Materialien zur Demokratiebildung

Demokratie gibts nicht umsonst, wir müssen etwas für sie tun

Rechte Rhetorik stößt in die Mitte der Gesellschaft vor. Auch die Internationale Jugendarbeit wird damit konfrontiert. Sie hat Mittel, mit der antidemokratischen Gefahr umzugehen, aber sie muss sich auch selbst auf den Prüfstand stellen und fragen, ob ihr Konzept von Internationalität den aktuellen Herausforderungen noch gerecht wird. Wir möchten Sie in Ihrer Arbeit für den Erhalt der Demokratie unterstützen und haben unsere Materialien und die unserer Partner zu diesem Thema zusammengetragen.
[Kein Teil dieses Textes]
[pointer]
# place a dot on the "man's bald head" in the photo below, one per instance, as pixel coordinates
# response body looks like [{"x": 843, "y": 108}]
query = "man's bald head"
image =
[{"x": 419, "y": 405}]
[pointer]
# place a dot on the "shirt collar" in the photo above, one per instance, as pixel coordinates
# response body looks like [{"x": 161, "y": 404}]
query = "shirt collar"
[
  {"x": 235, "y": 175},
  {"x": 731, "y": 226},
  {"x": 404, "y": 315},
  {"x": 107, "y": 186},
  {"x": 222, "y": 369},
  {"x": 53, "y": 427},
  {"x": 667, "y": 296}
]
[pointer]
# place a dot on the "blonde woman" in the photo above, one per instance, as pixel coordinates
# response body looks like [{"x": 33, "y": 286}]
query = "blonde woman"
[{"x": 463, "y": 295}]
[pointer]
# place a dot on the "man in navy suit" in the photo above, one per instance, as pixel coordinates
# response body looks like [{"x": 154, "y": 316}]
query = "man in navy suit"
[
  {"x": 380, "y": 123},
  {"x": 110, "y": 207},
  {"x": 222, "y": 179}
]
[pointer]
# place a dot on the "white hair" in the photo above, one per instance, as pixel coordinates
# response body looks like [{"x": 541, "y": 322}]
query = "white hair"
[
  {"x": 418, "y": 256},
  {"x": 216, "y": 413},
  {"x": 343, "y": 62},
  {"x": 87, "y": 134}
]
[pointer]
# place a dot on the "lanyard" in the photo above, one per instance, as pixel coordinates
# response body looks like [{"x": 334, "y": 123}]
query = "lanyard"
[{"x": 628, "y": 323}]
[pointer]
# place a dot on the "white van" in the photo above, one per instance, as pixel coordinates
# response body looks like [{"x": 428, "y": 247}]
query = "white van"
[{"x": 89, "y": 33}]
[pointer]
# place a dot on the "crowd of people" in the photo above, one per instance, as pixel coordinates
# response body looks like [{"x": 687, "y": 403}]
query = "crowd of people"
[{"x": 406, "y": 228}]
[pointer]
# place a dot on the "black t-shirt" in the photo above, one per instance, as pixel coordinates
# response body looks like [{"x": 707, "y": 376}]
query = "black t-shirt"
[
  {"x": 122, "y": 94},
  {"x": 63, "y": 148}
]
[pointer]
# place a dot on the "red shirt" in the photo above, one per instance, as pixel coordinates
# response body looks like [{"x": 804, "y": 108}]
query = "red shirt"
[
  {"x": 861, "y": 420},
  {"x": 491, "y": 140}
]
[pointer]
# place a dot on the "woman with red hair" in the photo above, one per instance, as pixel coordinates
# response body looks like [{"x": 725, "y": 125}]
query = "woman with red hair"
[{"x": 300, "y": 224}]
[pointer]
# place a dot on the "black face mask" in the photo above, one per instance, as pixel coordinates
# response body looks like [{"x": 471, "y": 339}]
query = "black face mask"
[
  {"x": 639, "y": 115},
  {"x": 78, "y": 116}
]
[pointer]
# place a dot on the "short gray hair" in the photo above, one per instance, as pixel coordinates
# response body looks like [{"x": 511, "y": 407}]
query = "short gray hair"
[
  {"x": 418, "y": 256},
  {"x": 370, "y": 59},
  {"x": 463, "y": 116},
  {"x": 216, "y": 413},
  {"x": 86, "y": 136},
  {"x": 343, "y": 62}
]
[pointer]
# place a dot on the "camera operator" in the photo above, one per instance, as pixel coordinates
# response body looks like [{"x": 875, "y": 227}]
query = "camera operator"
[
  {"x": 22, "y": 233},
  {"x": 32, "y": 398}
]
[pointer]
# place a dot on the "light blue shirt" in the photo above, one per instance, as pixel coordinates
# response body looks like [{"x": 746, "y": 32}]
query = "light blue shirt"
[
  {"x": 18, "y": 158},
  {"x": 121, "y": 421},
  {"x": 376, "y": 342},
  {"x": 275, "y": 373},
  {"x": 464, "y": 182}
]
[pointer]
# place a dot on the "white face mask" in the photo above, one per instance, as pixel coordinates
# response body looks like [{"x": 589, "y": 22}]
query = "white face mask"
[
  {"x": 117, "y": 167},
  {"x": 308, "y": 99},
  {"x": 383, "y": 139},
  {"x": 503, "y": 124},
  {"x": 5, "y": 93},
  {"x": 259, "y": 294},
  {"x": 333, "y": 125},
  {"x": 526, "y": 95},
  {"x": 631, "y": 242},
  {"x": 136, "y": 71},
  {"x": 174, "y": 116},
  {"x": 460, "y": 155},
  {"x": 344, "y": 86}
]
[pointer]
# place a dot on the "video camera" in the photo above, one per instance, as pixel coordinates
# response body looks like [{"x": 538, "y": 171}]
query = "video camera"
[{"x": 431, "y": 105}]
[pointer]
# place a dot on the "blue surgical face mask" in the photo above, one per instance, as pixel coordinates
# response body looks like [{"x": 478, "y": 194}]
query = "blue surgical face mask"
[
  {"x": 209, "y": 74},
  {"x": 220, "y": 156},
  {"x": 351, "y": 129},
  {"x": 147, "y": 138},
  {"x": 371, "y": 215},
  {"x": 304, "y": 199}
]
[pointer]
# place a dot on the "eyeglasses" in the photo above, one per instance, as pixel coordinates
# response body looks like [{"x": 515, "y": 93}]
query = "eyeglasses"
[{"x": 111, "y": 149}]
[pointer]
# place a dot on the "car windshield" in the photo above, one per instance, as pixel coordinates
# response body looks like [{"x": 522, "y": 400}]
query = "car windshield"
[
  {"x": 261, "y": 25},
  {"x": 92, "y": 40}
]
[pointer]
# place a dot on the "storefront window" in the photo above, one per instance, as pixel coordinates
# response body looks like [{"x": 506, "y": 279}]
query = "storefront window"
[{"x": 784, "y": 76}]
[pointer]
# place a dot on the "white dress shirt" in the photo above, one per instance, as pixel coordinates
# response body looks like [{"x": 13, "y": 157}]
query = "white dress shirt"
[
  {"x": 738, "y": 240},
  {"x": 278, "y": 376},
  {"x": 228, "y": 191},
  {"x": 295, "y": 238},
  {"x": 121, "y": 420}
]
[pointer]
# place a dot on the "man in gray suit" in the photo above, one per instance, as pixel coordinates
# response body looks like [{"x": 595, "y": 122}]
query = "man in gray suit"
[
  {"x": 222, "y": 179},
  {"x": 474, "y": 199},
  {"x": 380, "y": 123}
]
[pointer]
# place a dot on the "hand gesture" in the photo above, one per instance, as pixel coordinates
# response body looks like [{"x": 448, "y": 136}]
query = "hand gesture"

20.03.2024 / Christian Herrmann

8 Uhr morgens in einer Kleinstadt in Thüringen. In einer Bäckerei, die auch Frühstück anbietet, versammelt sich eine Rentnerrunde zu einem morgendlichen Kaffee. Sie ist im Beschwerdemodus. Der eine kann wegen des Lärms der Ausländerkinder in seinem Haus nicht schlafen und diese Familie bekommt auch noch mehr Geld als er. Der andere hat die Hundehaufen in der Einkaufsstraße gezählt. Neun Stück sind es. Die Ausländer haben jetzt auch noch Hunde. Irgendwo in Richtung Bahnhof hört man die Traktoren der protestierenden Bauern hupen. „Ganz recht“, sagt die Verkäuferin, „die da sollen mal am richtigen Ende sparen!“

In der örtlichen evangelischen Kirchengemeinde beobachtet man diese Mischung aus Missgunst und Rassismus mit Sorge. „Hier geht es ja noch“, meint eine ehrenamtliche Mitarbeiterin, „hier hat die AfD 30% der Stimmen. Aber geh mal auf die Dörfer, da haben sie 70, 80%“.

Diese Geschichte ist nicht erfunden und man kann ähnliches überall in Deutschland beobachten. Man muss dafür nicht in die thüringische Provinz. Eins ist dabei immer wieder zu spüren: Der Wunsch von der Welt in Ruhe gelassen zu werden. Sollen ihre Probleme doch dort bleiben, wo sie hingehören: weit weg. Die Globalisierung ist die Mutter aller Ängste derjenigen, die die Welt nicht kennen. Internationale Jugendarbeit muss dagegenhalten und kann es.

Internationale Jugendarbeit ist nicht automatisch immun

Die Anti-Globalisierungs-Rhetorik der Neuen und Alten Rechten stößt in die Mitte der Gesellschaft vor, weil die Welt ein gefährlicher Ort ist und es leichter ist, sie zu leugnen oder umzudeuten, als ihr ins Auge zu blicken: Den Klimawandel gibt es nicht, Corona hat es nie gegeben, Männer werden vom „Gender-Wahn“ unterdrückt und den Krieg gegen die Ukraine hat eigentlich die NATO angefangen. An der Spitze der Nahrungskette der Globalisierung stehen die „internationalen Finanzeliten“ – gemeint sind die Juden. Das alles funktioniert auch deshalb so gut, weil es sich Verlustängste zunutze macht. Rentner*innen fürchten die Kosten der Migration, Eigenheimbesitzer*innen die Kosten des Klimawandels und Unternehmer*innen den Verlust von Subventionen. Alle haben etwas zu verlieren.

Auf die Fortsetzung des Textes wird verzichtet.